Sooner or later, some preacher is going to lay out this "logic" with such fervency that (a) parishioners' kids will rebel against such teachings and (b) the congregation will try to enforce them.

I'm a little bit surprised, but quite relieved, that we haven't heard of this "divine law" being put into action already.

by Pierce R Butler on Tue Oct 09, 2012 at 11:51:11 AM EST

I suspect there are already cases that haven't come to light.

by Rey Mohammed on Tue Oct 09, 2012 at 01:05:17 PM EST
Parent
You very rarely hear of the violence the "Good Christians" commit, even though it happens - for one thing it almost never hits the mainstream news because "It's a CHURCH, it can't be THAT BAD!".

I suspect if people knew the truth... and I don't think any of us really has a grasp on the scope of the violence... people will realize just how close we're coming to the "Good Christian" version of Sharia law - it might start in about three months if we're not real lucky.

by ArchaeoBob on Thu Oct 11, 2012 at 10:00:24 AM EST
Parent

As far back as the 1980's, you'd hear of babies being killed in microwaves and ovens, toddlers with lethal burns from being tied to radiators and grills, and various portable-sized kids being thrown out of windows, "to get the Devil out of them". I know of none of these murders being tied directly to churches, but you know the idea was coming from somewhere. Between the time of my grandmother's death and their being shipped to my great-aunt and great-uncle in Florida, my youngest aunt and my mother, then ten and eight respectively, stayed with an odious neighbor who kept them in a closet and fed them on mutton stock because they were "bad children who had killed their moter by laughing and playing". Medieval Christianity held that embryos, fetuses, babies, and small children were "spawn of the Devil", and only after they had had the devilishness beat out of them could they be saved. It looks like that attitude is coming out again.

by Rey Mohammed on Thu Oct 11, 2012 at 02:15:44 PM EST
Parent
I'm sure some of those stories are urban legends--at least the microwave one--but there are more children beaten just to beat the devil out of them even today than any good parent would believe. The idea that it's better to beat your child with a rod because it's in the bible and that spanking them will only teach them to fear your hand, so it's more loving to beat them with something else; is the worst rationalization for doing something from the Bible (that you could tell might be done another way if you looked), I have ever seen.

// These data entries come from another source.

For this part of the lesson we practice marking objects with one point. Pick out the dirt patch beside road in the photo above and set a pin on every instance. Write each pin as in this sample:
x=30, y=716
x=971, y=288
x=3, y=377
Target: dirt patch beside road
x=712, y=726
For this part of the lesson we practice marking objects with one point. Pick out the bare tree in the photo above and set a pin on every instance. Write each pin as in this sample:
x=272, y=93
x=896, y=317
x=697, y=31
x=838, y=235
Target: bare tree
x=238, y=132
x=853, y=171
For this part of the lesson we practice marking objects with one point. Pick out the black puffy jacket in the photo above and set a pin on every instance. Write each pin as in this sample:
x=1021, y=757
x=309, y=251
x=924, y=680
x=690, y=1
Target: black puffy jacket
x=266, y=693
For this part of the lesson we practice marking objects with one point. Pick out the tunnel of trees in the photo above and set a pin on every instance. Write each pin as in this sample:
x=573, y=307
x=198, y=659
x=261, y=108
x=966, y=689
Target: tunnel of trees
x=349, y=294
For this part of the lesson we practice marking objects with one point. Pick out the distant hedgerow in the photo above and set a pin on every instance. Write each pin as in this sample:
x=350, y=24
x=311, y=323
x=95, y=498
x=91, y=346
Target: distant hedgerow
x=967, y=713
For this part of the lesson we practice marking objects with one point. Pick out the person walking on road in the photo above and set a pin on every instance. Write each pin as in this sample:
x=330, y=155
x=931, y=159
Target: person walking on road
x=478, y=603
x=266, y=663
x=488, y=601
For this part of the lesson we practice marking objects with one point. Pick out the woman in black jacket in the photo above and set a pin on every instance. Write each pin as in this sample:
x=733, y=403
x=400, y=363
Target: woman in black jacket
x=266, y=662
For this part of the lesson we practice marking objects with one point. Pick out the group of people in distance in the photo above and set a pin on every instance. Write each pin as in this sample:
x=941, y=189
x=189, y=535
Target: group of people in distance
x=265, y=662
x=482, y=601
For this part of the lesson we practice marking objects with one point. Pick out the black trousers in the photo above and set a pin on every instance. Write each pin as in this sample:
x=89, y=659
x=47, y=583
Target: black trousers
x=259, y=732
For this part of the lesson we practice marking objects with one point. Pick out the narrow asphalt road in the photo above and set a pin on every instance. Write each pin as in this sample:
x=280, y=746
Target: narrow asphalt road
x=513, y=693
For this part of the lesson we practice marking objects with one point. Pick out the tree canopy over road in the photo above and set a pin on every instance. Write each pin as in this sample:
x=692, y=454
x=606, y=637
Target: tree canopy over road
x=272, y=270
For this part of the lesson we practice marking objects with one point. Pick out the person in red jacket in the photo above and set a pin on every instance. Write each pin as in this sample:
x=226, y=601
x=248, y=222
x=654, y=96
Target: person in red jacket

by arachne646 on Sun Oct 14, 2012 at 12:25:11 PM EST
Parent
Someone just did it. A father beat his five-month old son to death because "Scripture said to". He shows no remorse. Rather close follow on Charles Aptly-named Fuqua's book, isn't it?

by Rey Mohammed on Sun Oct 14, 2012 at 11:20:45 PM EST
Parent






I read the table of contents in his e-book and it looks like standard Reconstrucionist fare to me so, I'm wondering, what other Old Testament laws did he explicitly support? I think that Deuteronomy 25:11-12 is the best one of them all. It should embarass the hell out of them.